ロンドン出身・東京在住のサウンドプロデューサー / DJ。過去にはケロケロボニトにも在籍。ハウス、エレクトロ、ソウル/R&Bやラテン音楽を横断したトラックと、自身のポップセンスを駆使し、思わず口ずさみたくなるキャッチーな楽曲を生み続ける。2020年は最上もが、篠田美月、okkaaa、Frasco、MARMELO、Genick、Emi Satelliteとのコラボを立て続けにリリース。2021年1月にシンガーKanbinとの新プロジェクトKOMONO LAKEを結成。2021年2月にSpotify公式プレイリスト『キラキラ・ポップ・ジャパン』のカバーKOMONO LAKEが抜擢されるなど早くも注目を集めている。



Frasco


Twitterで30万いいねを超えるバズツイートを連発するコンポーザー「タカノシンヤ」と、デザインから開発までマルチにこなすボーカル「峰らる」による、現実と非現実のミックスをコンセプトにした音楽プロジェクト。日本語のレトリックに拘ったエレクトロポップやシンセウェイブの独自解釈といえるような楽曲をリリースし、CM・イベントのテーマソング制作も行う。

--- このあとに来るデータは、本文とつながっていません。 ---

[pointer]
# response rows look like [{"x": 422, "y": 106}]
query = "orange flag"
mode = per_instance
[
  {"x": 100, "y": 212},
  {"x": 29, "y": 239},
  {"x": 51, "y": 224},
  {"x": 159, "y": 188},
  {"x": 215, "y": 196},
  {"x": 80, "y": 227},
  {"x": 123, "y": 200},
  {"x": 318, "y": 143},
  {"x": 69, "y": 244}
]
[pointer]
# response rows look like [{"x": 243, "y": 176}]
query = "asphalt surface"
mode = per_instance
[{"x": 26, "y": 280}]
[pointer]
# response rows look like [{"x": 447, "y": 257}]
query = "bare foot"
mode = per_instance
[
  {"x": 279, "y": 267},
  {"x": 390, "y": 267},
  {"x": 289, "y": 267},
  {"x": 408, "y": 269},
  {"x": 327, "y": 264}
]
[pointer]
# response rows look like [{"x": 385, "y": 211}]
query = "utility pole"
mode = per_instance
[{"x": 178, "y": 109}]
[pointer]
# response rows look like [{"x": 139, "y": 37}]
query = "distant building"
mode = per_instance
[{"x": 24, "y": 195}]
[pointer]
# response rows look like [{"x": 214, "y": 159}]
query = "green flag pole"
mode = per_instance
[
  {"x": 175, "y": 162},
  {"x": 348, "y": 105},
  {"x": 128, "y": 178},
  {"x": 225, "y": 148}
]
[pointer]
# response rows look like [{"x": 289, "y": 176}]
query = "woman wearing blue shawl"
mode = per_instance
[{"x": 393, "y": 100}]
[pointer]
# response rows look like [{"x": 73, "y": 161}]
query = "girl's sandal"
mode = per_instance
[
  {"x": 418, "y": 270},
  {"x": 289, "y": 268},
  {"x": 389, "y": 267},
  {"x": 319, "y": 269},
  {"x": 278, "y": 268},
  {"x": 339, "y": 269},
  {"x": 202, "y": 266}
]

坂本龍一のラジオ番組 J-WAVE「RADIO SAKAMOTO」にて計3回楽曲が優秀作品に選出。MVが第22回文化庁メディア芸術祭エンターテインメント部門審査委員会推薦作品に選出。六本木ヒルズ展望台「星にタッチパネル劇場」の主題歌「Theatre」を担当し、同曲は須永辰緒のリミックスを加えレコードでフィジカルリリース。「うんこミュージアム」の主題歌をケンモチヒデフミ(水曜日のカンパネラ)と合作。YouTuberまこのデビュー作をサウンドプロデュース。など結成以降活動の幅を広げる。


また、他メンバーを加えたクリエイティブプロデュースチーム「チームフラスコ」として、映像、アパレル、インスタレーション等多角的に活動を展開。「シンバム」という新しいリリース形態の提言や、アナログレコード3部作「2面性プロジェクト」、風船での楽曲リリース、ゲーム風試聴機の開発などチームの企画力も話題に。2020年はJ-WAVEナビゲーターに就任し、マイクロソフトのAI「りんな」が画家として加入など多方面に渡り活動。